At the beginning of the crisis, no testing was available to care homes, even for symptomatic residents. We know that hospital patients were discharged into care homes without confirmed coronavirus status and that some of them took the infection back with them into homes that were previously coronavirus-free. When testing centres were opened, they were situated in inaccessible locations and had to be accessed in a private car, putting testing out of reach for thousands of low-paid care workers who cannot afford to run cars. A constituent of mine runs a large care home in south London. She told me recently that they had just completed comprehensive testing of all staff and residents in the home, after many weeks of waiting for access to tests, but that the last two tests they had completed were positive, one of them from a staff member who was asymptomatic. She asks how, knowing that an asymptomatic staff member had been at the care home, they could be sure that they were coronavirus-free without the ability to test all staff and residents again immediately. I ask the Minister to confirm in her closing remarks when care homes and carers delivering home care will be able to access frequent, regular testing to enable the protection of vulnerable people.

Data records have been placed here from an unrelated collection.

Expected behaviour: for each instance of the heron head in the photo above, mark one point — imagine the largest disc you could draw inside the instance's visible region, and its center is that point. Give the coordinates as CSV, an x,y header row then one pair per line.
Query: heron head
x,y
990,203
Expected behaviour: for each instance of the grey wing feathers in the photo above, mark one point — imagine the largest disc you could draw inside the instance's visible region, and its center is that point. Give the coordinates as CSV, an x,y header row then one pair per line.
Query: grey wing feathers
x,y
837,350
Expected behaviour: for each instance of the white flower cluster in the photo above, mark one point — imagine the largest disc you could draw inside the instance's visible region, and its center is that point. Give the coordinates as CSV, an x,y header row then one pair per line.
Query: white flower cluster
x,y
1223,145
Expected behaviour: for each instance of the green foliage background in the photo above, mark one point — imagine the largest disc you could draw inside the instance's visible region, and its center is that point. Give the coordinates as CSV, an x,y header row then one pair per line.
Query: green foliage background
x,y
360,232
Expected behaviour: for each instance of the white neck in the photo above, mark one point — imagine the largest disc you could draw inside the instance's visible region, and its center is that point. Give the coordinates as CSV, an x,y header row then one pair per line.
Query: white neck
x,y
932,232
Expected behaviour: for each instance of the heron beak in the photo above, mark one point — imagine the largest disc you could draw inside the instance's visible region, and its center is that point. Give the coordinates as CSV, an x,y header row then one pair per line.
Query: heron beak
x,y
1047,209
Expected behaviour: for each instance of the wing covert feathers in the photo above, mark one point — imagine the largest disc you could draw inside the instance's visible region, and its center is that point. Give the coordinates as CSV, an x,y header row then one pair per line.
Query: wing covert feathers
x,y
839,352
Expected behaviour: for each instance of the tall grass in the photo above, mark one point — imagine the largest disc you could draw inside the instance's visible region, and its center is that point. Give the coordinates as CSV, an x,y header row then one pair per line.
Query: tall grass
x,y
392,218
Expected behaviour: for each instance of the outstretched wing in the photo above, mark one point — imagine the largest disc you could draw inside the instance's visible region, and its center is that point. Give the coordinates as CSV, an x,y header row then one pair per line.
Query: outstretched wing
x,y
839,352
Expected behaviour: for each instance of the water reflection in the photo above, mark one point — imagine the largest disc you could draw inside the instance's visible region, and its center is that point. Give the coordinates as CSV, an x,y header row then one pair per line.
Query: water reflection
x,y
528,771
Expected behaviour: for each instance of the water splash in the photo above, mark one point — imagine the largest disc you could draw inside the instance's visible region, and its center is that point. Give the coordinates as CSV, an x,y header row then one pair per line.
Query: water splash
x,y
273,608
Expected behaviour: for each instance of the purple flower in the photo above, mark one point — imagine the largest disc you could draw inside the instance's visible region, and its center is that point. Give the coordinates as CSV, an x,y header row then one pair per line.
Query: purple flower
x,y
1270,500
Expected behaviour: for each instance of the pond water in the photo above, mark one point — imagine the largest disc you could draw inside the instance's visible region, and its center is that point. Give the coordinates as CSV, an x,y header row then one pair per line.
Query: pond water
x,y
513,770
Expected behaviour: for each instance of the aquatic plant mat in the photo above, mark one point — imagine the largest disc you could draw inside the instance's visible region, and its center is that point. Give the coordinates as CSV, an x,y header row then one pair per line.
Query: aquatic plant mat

The Prime Minister promised a world-beating testing system. The social care sector would settle for one that functions at all. Will the Minister also address the situation facing care staff who have been shielding? The Government have announced an end to shielding, but without comprehensive testing to demonstrate that a care home is coronavirus-free, it will be impossible for them to return to work safely. The crisis has exposed a social care system that is fragmented and underfunded and that has been pushed to breaking point. Within that system, there have been many acts of extraordinary courage, compassion and creativity in our care homes but it is clear that the responsibility for the devastation of coronavirus in the care sector lies firmly at the Government’s door. Coming out of this crisis, the Government cannot continue to neglect and ignore social care, but must build a system that is properly funded and in which staff are properly paid and recognised.